At that point, your phone could be a narrator only. But that has all changed.
For a century or more the most immersive way to interpret history was the living history museum, the first being Skansen, founded by Artur Hazelius in 1890 in Stockholm, Sweden replete with relocated buildings and costumed interpreters.
Diorama model of Skansen AT Skansen (kinda meta, huh?)
Living history museums remain popular because they follow the old museum model of preservation, where places are removed from the economic everyday and put under glass, if you will. And first person interpreters give you the feeling of being in another realm, another place, another time.
Mendocino, California.
This kind of “first person” interpretation was popular because it was immersive, three-dimensional, and employed costumed interpreters who made history “come alive” because they were, indeed, alive, and we are more likely to engage with people than buildings.
Philadelphia, Pennsylvania
Trenton, New Jersey
When I worked with Richard Rabinowitz of the American History Workshop 20 years ago we talked about “peopling the landscape” in a way that would mimic or substitute for an actual guide telling you the history of the place, or an actual actor reliving the history of the place. Ellard calls this “presence” and looks to the technology of the 21st century as a way to bring the first-person perspective to interpretation of historic sites in our user-defined world.
Since even before Sweden in 2007, we have been touting Virtual Reality, a personal immersive environment that mimics the sights, sounds, and haptic experience of actually experiencing something. Thirty years ago in York, England they created an indoor Viking village of AD 1000 full of smells and sights and sounds, kind of a carnival ride of immersion. But that was nothing like what you can do today, where the user’s actions and movements actually manipulate the experience.
But in some ways we live in the age not of virtual reality but augmented reality (AR) like Pokemon Go, a game that inserts characters into our environment. How hard can that be to do with historic characters and sites?
We can chase history in real space and real time with the aid of our own smartphone, which can easily provide images of any period or event in the history of a place. You have probably seen those devices – they are little more than a box – that turn your smartphone into a mass-market VR device for your head.
Here it is just a block from the Alamo.
The future is here, and it can illuminate the past better than ever.
Today a visitor to a historic site like, say, the Alamo, expects to be able to take their own mobile device and experience the battle of 1836, along with the founding of the mission, its original construction in the early 18th century as well as its iconic rebuilding in 1849 with the roofline that now defines this city.

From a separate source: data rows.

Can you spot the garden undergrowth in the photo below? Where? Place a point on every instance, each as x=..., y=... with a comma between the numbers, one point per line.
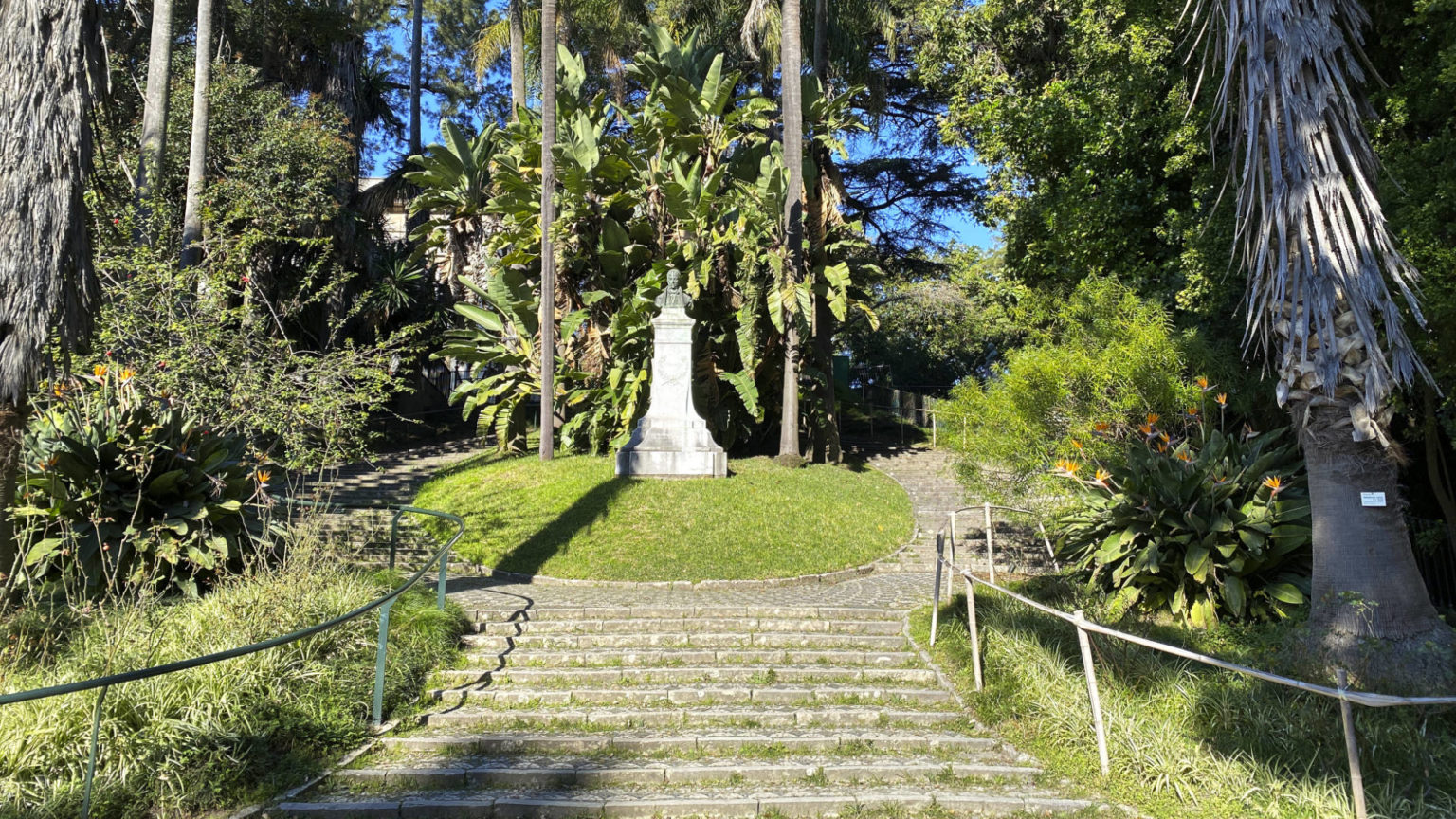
x=1186, y=740
x=219, y=735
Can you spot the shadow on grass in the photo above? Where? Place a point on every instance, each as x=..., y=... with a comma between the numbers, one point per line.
x=1409, y=754
x=552, y=538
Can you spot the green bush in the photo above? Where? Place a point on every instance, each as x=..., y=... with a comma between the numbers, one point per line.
x=124, y=490
x=1107, y=355
x=1201, y=523
x=220, y=735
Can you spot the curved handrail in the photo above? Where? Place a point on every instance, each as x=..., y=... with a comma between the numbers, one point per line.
x=383, y=604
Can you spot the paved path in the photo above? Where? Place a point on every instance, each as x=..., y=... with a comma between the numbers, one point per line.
x=667, y=701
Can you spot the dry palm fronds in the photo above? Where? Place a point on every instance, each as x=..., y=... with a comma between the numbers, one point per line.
x=1320, y=255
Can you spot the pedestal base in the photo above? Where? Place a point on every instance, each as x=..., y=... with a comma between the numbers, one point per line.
x=664, y=449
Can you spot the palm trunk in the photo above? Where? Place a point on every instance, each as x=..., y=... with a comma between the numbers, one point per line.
x=155, y=111
x=826, y=437
x=1365, y=583
x=548, y=311
x=49, y=57
x=518, y=22
x=415, y=46
x=792, y=102
x=12, y=425
x=197, y=156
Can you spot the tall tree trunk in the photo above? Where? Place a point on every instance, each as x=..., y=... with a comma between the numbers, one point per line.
x=415, y=54
x=791, y=98
x=548, y=312
x=826, y=437
x=518, y=22
x=49, y=60
x=197, y=155
x=1365, y=582
x=155, y=111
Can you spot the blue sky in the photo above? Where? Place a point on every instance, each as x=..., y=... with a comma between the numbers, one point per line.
x=380, y=157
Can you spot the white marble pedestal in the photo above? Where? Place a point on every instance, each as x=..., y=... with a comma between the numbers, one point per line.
x=671, y=441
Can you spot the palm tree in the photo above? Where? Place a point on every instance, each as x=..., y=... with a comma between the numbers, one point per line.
x=1322, y=264
x=197, y=155
x=548, y=315
x=791, y=98
x=48, y=50
x=157, y=95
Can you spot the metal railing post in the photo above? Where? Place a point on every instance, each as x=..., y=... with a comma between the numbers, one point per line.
x=939, y=567
x=443, y=574
x=975, y=634
x=1092, y=694
x=1352, y=746
x=991, y=548
x=91, y=761
x=379, y=662
x=393, y=537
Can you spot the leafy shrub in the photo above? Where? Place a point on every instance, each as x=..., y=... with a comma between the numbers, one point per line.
x=1104, y=355
x=124, y=490
x=1209, y=526
x=216, y=737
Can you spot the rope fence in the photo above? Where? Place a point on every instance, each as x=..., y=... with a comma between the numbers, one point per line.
x=945, y=566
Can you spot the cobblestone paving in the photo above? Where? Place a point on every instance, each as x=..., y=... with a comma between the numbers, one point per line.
x=662, y=700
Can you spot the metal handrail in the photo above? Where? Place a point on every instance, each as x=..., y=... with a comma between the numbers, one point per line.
x=383, y=604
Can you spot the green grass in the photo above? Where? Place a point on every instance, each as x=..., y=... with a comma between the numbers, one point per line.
x=1187, y=740
x=573, y=518
x=220, y=735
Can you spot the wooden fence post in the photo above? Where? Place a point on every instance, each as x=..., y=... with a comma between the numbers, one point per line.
x=935, y=602
x=991, y=548
x=1352, y=746
x=1092, y=694
x=975, y=634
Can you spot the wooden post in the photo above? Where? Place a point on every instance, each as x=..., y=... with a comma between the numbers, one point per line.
x=935, y=602
x=975, y=634
x=1092, y=694
x=991, y=548
x=1352, y=746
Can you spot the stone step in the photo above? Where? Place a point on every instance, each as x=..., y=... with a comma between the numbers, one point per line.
x=488, y=614
x=652, y=803
x=518, y=696
x=693, y=626
x=708, y=743
x=673, y=656
x=686, y=640
x=649, y=675
x=616, y=773
x=752, y=716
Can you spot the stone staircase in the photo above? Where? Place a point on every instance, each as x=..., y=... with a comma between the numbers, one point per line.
x=692, y=710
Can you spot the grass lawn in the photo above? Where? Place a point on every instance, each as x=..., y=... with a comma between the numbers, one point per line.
x=1189, y=742
x=573, y=518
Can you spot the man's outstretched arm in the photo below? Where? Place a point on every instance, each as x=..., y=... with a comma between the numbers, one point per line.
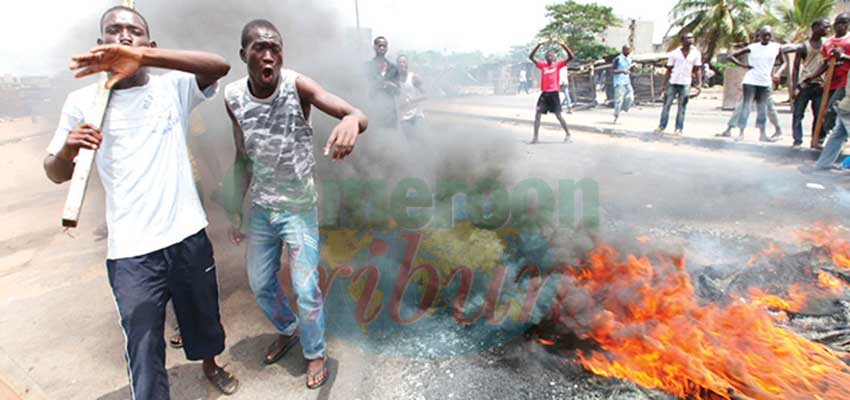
x=353, y=121
x=124, y=61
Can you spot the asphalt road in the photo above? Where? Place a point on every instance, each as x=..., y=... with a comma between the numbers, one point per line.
x=59, y=336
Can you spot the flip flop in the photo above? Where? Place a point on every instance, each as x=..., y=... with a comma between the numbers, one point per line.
x=277, y=355
x=224, y=381
x=313, y=375
x=176, y=342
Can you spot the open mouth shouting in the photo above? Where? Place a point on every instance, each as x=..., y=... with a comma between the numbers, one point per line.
x=267, y=74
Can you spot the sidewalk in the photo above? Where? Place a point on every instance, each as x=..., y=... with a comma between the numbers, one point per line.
x=703, y=120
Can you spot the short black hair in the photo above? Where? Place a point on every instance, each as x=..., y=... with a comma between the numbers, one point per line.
x=123, y=8
x=256, y=24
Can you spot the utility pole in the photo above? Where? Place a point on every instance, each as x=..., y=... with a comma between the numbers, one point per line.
x=357, y=22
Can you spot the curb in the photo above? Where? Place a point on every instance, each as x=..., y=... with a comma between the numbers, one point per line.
x=803, y=154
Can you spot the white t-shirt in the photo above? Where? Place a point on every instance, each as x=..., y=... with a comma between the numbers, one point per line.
x=761, y=58
x=683, y=67
x=143, y=161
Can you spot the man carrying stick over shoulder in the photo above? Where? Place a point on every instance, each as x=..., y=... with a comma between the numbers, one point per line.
x=270, y=109
x=157, y=246
x=833, y=47
x=550, y=87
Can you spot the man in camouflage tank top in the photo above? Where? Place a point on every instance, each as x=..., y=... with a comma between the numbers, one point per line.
x=270, y=111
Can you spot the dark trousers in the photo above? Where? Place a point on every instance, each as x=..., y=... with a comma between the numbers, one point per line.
x=673, y=91
x=829, y=115
x=758, y=94
x=185, y=273
x=810, y=94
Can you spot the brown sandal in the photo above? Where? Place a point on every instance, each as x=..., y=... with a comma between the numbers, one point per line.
x=313, y=375
x=278, y=348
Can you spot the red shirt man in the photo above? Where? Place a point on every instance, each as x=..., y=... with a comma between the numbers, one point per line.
x=550, y=75
x=550, y=85
x=839, y=75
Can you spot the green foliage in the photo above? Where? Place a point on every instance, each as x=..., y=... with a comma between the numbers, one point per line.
x=714, y=23
x=579, y=25
x=719, y=24
x=792, y=19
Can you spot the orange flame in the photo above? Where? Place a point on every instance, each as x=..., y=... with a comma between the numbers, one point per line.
x=827, y=237
x=653, y=331
x=797, y=298
x=829, y=282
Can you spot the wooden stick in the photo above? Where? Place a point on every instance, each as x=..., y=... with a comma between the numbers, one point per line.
x=85, y=158
x=824, y=100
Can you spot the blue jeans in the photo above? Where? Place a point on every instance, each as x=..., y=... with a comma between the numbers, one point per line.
x=267, y=230
x=834, y=142
x=772, y=116
x=623, y=97
x=673, y=91
x=759, y=94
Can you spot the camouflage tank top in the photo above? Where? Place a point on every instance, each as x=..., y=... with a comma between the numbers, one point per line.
x=279, y=143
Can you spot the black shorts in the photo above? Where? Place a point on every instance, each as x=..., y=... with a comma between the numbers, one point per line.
x=185, y=273
x=549, y=102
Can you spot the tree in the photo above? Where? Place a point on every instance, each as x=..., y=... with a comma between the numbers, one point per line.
x=580, y=25
x=714, y=23
x=793, y=18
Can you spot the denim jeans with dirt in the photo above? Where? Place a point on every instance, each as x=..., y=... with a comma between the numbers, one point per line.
x=267, y=231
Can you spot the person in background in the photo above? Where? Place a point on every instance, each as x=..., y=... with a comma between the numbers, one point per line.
x=383, y=86
x=834, y=47
x=622, y=68
x=682, y=65
x=523, y=81
x=411, y=96
x=761, y=57
x=809, y=58
x=772, y=115
x=549, y=100
x=565, y=89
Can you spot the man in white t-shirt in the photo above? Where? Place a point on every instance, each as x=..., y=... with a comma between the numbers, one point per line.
x=157, y=247
x=761, y=56
x=682, y=64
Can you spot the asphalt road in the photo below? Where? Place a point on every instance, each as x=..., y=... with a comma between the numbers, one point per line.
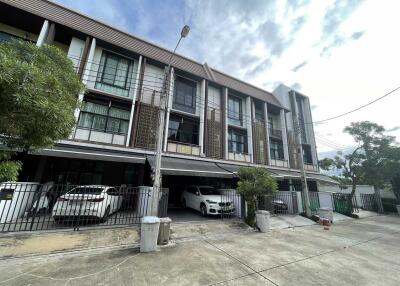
x=352, y=252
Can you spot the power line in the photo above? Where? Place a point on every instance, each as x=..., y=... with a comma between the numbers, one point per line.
x=358, y=108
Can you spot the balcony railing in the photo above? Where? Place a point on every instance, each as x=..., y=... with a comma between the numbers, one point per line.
x=276, y=133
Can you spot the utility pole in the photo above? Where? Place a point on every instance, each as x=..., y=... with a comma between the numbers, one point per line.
x=300, y=158
x=164, y=99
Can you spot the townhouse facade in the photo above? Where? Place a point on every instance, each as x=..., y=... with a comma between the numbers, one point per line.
x=214, y=124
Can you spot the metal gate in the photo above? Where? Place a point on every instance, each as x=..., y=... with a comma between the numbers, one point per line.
x=369, y=202
x=344, y=203
x=31, y=206
x=232, y=205
x=279, y=203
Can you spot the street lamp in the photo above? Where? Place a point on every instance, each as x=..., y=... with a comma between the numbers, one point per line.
x=160, y=135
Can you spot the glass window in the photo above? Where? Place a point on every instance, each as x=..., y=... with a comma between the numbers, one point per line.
x=276, y=150
x=185, y=95
x=235, y=113
x=115, y=71
x=100, y=117
x=237, y=141
x=183, y=129
x=270, y=123
x=259, y=111
x=307, y=154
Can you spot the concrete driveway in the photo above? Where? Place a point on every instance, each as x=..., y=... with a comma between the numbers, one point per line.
x=354, y=252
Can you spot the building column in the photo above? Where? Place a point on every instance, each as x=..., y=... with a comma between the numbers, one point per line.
x=249, y=128
x=170, y=95
x=86, y=73
x=43, y=34
x=284, y=136
x=225, y=127
x=51, y=34
x=203, y=104
x=135, y=96
x=310, y=131
x=268, y=151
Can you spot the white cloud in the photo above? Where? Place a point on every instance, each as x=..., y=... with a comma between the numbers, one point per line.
x=341, y=53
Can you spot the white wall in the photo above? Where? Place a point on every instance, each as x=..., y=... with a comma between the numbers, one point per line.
x=75, y=51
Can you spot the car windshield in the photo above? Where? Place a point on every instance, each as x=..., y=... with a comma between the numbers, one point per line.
x=86, y=191
x=208, y=191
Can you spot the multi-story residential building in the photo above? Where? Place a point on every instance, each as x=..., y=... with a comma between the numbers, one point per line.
x=214, y=123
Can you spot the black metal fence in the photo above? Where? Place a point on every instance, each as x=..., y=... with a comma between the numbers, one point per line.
x=232, y=204
x=344, y=203
x=369, y=202
x=279, y=203
x=30, y=206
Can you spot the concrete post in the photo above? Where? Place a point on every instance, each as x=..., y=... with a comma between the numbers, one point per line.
x=43, y=34
x=284, y=136
x=86, y=73
x=169, y=106
x=51, y=34
x=249, y=128
x=135, y=96
x=267, y=133
x=202, y=118
x=225, y=128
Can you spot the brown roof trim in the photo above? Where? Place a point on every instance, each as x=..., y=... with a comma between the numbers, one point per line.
x=75, y=20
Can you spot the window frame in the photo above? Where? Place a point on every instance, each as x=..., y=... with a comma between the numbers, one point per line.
x=183, y=106
x=232, y=142
x=276, y=151
x=107, y=119
x=233, y=120
x=107, y=54
x=179, y=130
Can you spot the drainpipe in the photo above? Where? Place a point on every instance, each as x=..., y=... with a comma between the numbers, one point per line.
x=135, y=96
x=43, y=34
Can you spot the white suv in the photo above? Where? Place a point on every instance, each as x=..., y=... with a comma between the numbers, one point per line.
x=207, y=200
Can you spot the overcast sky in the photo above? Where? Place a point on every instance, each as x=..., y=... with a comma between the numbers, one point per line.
x=341, y=53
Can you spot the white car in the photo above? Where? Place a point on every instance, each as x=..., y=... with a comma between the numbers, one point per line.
x=87, y=202
x=207, y=200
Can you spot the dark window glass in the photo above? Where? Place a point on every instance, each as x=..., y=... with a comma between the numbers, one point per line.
x=270, y=123
x=208, y=191
x=235, y=113
x=259, y=111
x=183, y=129
x=86, y=191
x=185, y=95
x=100, y=117
x=6, y=194
x=115, y=70
x=237, y=141
x=276, y=150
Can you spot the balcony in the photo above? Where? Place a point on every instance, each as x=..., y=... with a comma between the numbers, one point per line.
x=99, y=136
x=275, y=133
x=183, y=148
x=242, y=157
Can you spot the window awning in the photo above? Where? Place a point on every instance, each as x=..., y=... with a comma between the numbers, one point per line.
x=188, y=167
x=87, y=153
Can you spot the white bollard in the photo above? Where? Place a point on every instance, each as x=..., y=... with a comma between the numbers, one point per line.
x=149, y=233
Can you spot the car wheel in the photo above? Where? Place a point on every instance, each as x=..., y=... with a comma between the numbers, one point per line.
x=106, y=214
x=203, y=210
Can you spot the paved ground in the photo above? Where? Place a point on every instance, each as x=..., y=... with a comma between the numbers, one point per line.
x=354, y=252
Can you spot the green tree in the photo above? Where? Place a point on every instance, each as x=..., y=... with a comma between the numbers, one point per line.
x=254, y=181
x=375, y=161
x=38, y=95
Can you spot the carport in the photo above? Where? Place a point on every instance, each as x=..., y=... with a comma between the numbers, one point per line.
x=177, y=173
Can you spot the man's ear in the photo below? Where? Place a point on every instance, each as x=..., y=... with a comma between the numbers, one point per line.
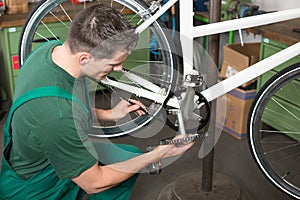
x=84, y=58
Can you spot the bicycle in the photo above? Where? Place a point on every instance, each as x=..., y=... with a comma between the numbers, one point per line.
x=160, y=82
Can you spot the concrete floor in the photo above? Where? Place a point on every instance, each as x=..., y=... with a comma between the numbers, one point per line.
x=231, y=158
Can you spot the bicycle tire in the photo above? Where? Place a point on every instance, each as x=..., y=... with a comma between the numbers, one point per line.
x=275, y=146
x=168, y=59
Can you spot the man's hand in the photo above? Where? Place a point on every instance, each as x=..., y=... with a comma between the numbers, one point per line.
x=124, y=107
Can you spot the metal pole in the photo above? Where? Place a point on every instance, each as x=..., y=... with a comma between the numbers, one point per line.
x=213, y=50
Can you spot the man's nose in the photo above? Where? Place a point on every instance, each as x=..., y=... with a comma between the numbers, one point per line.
x=118, y=68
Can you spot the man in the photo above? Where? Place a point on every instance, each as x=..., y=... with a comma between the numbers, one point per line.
x=48, y=154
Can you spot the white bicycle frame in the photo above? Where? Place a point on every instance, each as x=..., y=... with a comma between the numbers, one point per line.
x=188, y=32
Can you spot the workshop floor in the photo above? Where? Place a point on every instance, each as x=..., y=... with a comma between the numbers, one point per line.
x=231, y=158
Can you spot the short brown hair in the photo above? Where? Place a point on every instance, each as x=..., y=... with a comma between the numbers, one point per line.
x=101, y=30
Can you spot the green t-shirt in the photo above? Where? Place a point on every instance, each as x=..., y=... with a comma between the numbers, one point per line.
x=50, y=130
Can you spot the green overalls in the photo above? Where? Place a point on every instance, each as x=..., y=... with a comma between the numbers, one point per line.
x=46, y=184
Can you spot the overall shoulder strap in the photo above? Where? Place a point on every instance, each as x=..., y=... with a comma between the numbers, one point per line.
x=42, y=92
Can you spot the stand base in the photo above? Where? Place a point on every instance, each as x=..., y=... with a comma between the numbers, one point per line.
x=188, y=187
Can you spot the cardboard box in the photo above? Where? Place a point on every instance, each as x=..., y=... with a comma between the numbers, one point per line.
x=237, y=57
x=234, y=120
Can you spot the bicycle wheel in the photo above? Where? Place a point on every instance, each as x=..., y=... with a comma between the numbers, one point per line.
x=159, y=71
x=273, y=128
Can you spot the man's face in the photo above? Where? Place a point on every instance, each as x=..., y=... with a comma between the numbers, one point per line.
x=99, y=69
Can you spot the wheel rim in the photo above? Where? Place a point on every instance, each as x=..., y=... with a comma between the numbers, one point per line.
x=275, y=148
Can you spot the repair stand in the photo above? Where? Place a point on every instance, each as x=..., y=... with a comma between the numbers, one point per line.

In fact, San Antonio hosts some of the most amazing firms whose VR can take you all over the world. Taking you to March 1836 can be done. Now.
Unlike physical reconstruction, current technology allows you to adapt the interpretation with every new bit of factual evidence that comes along. Instead of freezing a place in a singular interpretation based on one set of ideas or information, it is endlessly adaptable, and – in the parlance of historic preservation – eminently reversible.
Plus it caters to current consumer/tourist demand, which is to see sites on individual terms. In the Information Age, people happily trade Quality for Control. We have become used to being able to control our experiences for ourselves. Apps appeared a few years ago – in fulfillment of the idea expressed at that Sweden conference in 2007 – that allow people to hear or see elements of place history from their own mobile device.
The future is here, and it makes the past more accessible than ever.